Search code examples
pythonhadoopapache-sparkpysparkcntk

Write PySpark DF to File of Specialized Format


I'm working with PySpark 2.1 and I need to come up with a way to write my dataframe to a .txt file of a specialized format; so not the typical json or csv, but rather a CTF format (for CNTK).

The file cannot have extra parenthesis or commas etc.
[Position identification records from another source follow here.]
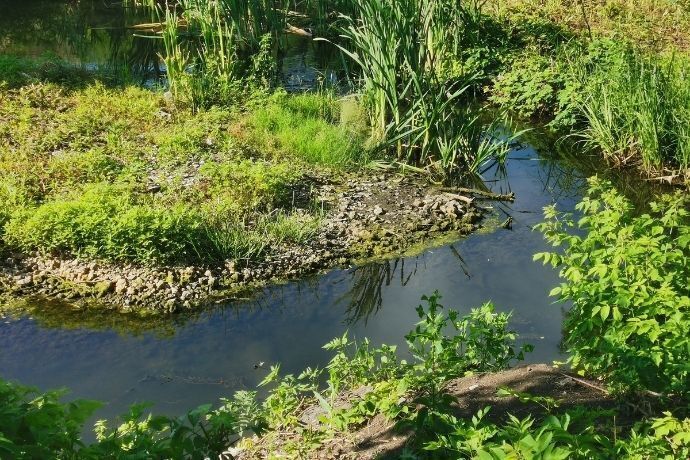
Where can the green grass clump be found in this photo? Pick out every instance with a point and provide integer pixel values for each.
(104, 222)
(637, 109)
(305, 126)
(233, 187)
(122, 174)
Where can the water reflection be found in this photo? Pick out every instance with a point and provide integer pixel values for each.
(93, 34)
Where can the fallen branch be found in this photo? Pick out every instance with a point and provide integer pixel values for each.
(481, 193)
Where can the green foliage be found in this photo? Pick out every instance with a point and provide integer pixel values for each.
(304, 126)
(415, 109)
(246, 185)
(528, 87)
(638, 107)
(37, 425)
(627, 276)
(375, 382)
(103, 222)
(121, 174)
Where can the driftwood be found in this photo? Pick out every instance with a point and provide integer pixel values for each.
(481, 193)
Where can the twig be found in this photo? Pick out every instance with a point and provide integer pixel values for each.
(584, 382)
(481, 193)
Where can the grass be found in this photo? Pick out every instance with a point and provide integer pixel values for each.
(123, 174)
(638, 108)
(416, 108)
(656, 25)
(626, 100)
(305, 125)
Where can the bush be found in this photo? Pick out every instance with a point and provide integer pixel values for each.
(103, 222)
(627, 276)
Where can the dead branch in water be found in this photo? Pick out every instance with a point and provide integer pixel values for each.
(481, 193)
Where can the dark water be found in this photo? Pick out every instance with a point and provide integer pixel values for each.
(98, 34)
(182, 362)
(200, 359)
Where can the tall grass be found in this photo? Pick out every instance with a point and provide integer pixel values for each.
(210, 48)
(399, 48)
(637, 109)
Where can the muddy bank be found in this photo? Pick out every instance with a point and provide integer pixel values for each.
(380, 438)
(362, 218)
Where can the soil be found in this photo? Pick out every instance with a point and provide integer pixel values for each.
(379, 438)
(366, 217)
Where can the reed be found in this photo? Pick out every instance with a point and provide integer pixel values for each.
(637, 110)
(399, 48)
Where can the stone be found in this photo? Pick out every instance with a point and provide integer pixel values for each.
(120, 286)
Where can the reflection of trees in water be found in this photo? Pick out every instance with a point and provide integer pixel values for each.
(365, 295)
(90, 32)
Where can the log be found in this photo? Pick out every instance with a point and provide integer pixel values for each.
(481, 193)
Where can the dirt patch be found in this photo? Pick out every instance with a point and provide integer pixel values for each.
(364, 217)
(379, 438)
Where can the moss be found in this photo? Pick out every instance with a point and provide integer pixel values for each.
(123, 174)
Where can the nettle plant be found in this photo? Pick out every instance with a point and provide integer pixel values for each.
(628, 277)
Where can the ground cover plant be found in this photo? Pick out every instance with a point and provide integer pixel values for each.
(628, 280)
(126, 175)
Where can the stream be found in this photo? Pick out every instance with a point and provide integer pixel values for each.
(181, 362)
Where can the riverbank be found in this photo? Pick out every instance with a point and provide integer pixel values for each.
(361, 218)
(379, 437)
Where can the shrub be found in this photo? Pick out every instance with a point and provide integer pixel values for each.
(528, 87)
(627, 276)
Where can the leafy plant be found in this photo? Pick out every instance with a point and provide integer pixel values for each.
(627, 277)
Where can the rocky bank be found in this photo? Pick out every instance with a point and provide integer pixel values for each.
(363, 218)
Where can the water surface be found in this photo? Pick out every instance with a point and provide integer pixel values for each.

It follows the form:

|label val |features val val val ... val
|label val |features val val val ... val

Some code to show this might be as follows:

l = [('Ankit',25),('Jalfaizy',22),('saurabh',20),('Bala',26)]
rdd = sc.parallelize(l)
people = rdd.map(lambda x: Row(name=x[0], age=int(x[1]))).toDF()
people.show(n=4)

def Convert_to_String(r):
    return '|label ' + r.name + ' ' + '|features ' + str(r.age) + '\n'

m_p = people.rdd.map(lambda r: Row(Convert_to_String(r)) ).toDF()
m_p.show(n=3)

In the above example, I would want to simply append each string from each row into a file with out any extra characters.
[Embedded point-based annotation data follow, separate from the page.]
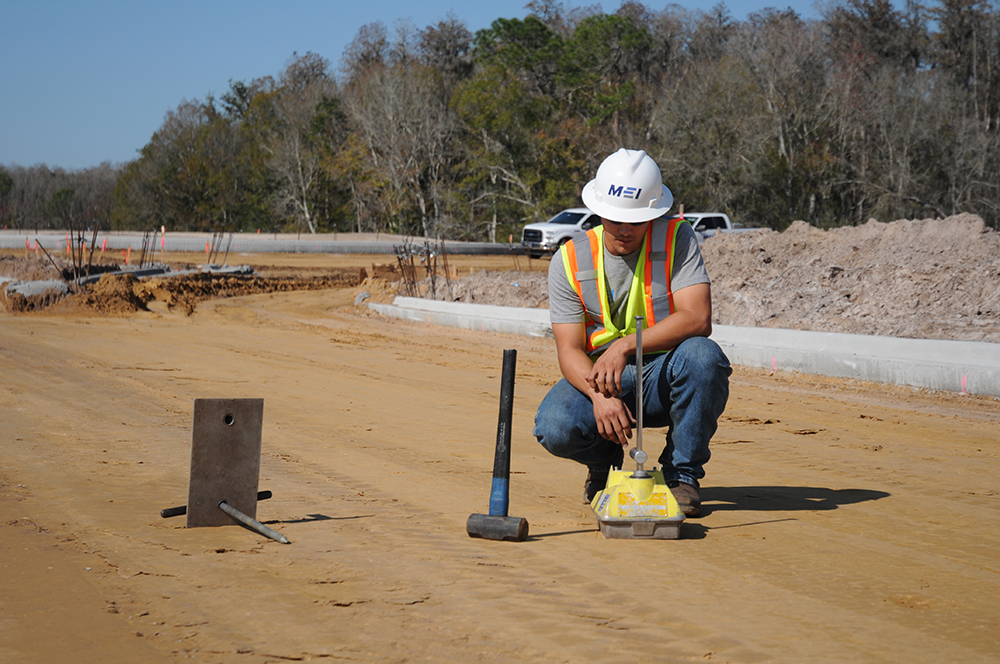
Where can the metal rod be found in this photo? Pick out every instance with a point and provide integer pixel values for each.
(637, 453)
(638, 386)
(252, 523)
(181, 510)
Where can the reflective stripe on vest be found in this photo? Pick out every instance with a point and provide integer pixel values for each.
(650, 294)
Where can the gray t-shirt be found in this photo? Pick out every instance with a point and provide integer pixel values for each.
(565, 305)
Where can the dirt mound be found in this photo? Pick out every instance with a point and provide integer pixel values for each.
(28, 269)
(505, 289)
(929, 279)
(18, 303)
(186, 291)
(113, 294)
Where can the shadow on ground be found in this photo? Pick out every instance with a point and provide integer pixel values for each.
(781, 498)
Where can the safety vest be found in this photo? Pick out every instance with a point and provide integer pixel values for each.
(649, 295)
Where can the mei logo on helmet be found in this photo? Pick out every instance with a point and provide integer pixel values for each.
(624, 192)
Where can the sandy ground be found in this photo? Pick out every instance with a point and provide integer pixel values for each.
(844, 521)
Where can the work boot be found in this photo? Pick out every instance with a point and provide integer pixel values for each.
(687, 496)
(595, 482)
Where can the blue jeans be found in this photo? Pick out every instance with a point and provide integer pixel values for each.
(685, 389)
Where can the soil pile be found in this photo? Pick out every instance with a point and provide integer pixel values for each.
(28, 269)
(114, 294)
(927, 279)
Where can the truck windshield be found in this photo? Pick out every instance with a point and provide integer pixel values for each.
(566, 218)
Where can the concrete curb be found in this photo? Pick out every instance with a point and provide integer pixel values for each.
(487, 318)
(250, 243)
(953, 366)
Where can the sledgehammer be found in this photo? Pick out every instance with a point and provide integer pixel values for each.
(497, 525)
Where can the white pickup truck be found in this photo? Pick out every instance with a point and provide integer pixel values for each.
(546, 237)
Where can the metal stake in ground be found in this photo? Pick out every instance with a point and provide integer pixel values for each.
(497, 525)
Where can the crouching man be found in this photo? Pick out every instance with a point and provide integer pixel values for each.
(636, 263)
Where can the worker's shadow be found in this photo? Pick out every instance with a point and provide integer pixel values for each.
(781, 498)
(772, 499)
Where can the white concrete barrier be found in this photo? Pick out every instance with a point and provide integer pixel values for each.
(955, 366)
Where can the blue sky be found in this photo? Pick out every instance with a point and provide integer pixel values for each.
(87, 82)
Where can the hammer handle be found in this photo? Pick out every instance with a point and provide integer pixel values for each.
(499, 498)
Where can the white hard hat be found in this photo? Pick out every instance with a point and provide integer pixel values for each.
(628, 189)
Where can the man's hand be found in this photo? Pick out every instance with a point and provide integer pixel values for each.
(606, 375)
(614, 421)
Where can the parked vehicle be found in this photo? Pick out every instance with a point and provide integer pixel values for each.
(707, 224)
(546, 237)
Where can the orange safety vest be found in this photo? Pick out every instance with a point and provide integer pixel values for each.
(649, 296)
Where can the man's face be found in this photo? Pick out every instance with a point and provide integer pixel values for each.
(621, 239)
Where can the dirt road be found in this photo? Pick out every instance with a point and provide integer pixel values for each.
(845, 521)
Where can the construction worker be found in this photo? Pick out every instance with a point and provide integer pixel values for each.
(639, 262)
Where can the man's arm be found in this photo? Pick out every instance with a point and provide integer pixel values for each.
(614, 422)
(692, 317)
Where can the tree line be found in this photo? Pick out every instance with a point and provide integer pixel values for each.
(870, 111)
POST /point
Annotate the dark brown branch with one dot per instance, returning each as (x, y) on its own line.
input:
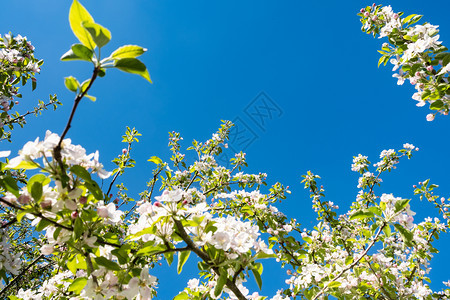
(14, 220)
(57, 150)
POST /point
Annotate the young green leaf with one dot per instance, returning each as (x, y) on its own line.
(128, 51)
(99, 34)
(36, 190)
(102, 261)
(134, 66)
(83, 52)
(71, 83)
(78, 285)
(220, 283)
(182, 258)
(77, 15)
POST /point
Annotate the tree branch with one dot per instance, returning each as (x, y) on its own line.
(325, 288)
(205, 257)
(11, 283)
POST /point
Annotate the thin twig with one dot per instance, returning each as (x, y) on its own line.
(325, 288)
(20, 275)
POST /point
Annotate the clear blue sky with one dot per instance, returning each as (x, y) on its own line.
(210, 59)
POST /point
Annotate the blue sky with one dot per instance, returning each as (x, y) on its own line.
(209, 60)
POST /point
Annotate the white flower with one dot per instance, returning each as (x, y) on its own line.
(47, 249)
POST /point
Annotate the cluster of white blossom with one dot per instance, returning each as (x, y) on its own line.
(16, 56)
(415, 60)
(8, 260)
(70, 154)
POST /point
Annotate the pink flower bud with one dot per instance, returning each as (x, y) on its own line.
(83, 200)
(102, 211)
(24, 199)
(46, 204)
(430, 117)
(74, 215)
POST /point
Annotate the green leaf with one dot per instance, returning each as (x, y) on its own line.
(182, 258)
(134, 66)
(122, 255)
(128, 51)
(362, 214)
(84, 85)
(181, 296)
(78, 285)
(333, 284)
(437, 105)
(220, 283)
(10, 185)
(406, 234)
(72, 265)
(82, 52)
(99, 34)
(81, 172)
(78, 228)
(401, 204)
(95, 190)
(150, 250)
(69, 55)
(92, 98)
(42, 225)
(71, 83)
(110, 265)
(169, 257)
(257, 271)
(44, 180)
(77, 15)
(36, 190)
(155, 159)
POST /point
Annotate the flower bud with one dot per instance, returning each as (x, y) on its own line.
(102, 211)
(430, 117)
(24, 199)
(74, 215)
(46, 204)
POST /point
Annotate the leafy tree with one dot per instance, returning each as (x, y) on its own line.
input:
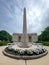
(5, 36)
(44, 35)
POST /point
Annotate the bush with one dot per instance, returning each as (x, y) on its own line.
(45, 43)
(3, 43)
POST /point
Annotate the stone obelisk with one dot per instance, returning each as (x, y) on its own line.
(25, 36)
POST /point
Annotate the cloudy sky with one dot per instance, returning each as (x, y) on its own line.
(11, 15)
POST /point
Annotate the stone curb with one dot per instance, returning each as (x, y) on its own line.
(24, 57)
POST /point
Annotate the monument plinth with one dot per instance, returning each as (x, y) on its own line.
(24, 49)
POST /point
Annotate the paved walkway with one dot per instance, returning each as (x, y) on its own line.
(4, 60)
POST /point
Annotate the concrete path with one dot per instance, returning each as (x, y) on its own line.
(4, 60)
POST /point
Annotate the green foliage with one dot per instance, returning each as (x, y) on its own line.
(44, 35)
(5, 36)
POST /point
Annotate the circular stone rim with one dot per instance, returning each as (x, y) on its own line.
(24, 57)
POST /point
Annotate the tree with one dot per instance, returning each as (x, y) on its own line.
(5, 36)
(44, 35)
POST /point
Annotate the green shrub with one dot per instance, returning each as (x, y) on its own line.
(45, 43)
(3, 43)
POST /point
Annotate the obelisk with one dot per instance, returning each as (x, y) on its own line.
(25, 36)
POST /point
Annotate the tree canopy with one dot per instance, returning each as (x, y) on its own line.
(44, 35)
(5, 36)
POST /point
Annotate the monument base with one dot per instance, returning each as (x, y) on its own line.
(24, 45)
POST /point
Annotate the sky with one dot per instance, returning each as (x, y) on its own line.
(11, 15)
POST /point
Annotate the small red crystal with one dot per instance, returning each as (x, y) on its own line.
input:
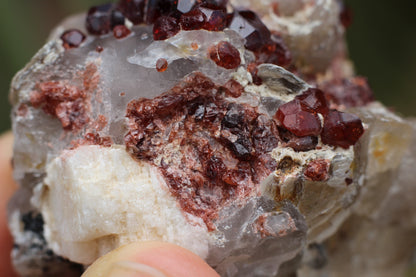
(160, 8)
(341, 129)
(233, 88)
(193, 20)
(161, 65)
(216, 20)
(101, 19)
(165, 27)
(72, 38)
(121, 31)
(225, 55)
(317, 170)
(296, 118)
(314, 100)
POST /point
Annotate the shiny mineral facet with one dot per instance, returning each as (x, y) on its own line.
(72, 38)
(341, 129)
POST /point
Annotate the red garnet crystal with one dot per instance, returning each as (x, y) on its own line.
(193, 20)
(314, 100)
(161, 65)
(296, 117)
(133, 10)
(249, 26)
(216, 20)
(101, 19)
(121, 31)
(165, 27)
(341, 129)
(158, 8)
(225, 55)
(72, 38)
(348, 92)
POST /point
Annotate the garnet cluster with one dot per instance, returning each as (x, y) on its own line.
(308, 116)
(170, 16)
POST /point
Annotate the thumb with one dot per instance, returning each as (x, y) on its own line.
(150, 259)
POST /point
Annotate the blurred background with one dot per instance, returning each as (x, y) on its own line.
(382, 43)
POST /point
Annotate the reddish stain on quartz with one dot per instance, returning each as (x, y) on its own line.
(225, 55)
(161, 65)
(92, 139)
(67, 102)
(317, 170)
(341, 129)
(210, 151)
(72, 38)
(165, 27)
(121, 31)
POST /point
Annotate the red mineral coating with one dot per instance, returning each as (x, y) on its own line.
(233, 88)
(354, 92)
(193, 20)
(92, 139)
(298, 119)
(121, 31)
(72, 38)
(298, 144)
(341, 129)
(67, 102)
(314, 100)
(210, 151)
(161, 65)
(225, 55)
(102, 19)
(160, 8)
(317, 170)
(165, 27)
(133, 10)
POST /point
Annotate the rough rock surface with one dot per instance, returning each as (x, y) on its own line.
(247, 132)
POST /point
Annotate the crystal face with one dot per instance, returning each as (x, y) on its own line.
(241, 134)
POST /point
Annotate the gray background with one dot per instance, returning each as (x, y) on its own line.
(382, 43)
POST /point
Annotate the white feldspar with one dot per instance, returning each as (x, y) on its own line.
(95, 199)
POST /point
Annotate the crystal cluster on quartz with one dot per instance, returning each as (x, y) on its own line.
(236, 129)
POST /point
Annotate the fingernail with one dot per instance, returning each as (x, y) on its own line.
(132, 269)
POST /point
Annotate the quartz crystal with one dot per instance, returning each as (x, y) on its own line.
(237, 130)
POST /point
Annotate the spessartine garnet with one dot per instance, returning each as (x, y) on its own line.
(225, 55)
(102, 19)
(314, 100)
(121, 31)
(295, 117)
(72, 38)
(193, 20)
(341, 129)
The real data frame is quite large; It is likely ok for it to be split into multiple files; but would be preferable if the result were a single file.

Any insights is quite helpful.

THANKS!


Solution

  • Converting my comment to an answer.

    Instead of converting each record to a Row and calling toDF(), just map each record to a string. Then call saveAsTextFile().

    path = 'path/to/output/file'
    
    # depending on your data, you may need to call flatMap
    m_p = people.rdd.flatMap(lambda r: Convert_to_String(r))
    
    # now m_p will contain a list of strings that you can write to a file
    m_p.saveAsTextFile(path)
    

    Your data will likely be stored in multiple files, but you can concatenate them together from the command line. The command would look something like this:

    hadoop fs -cat path/to/output/file/* > combined.txt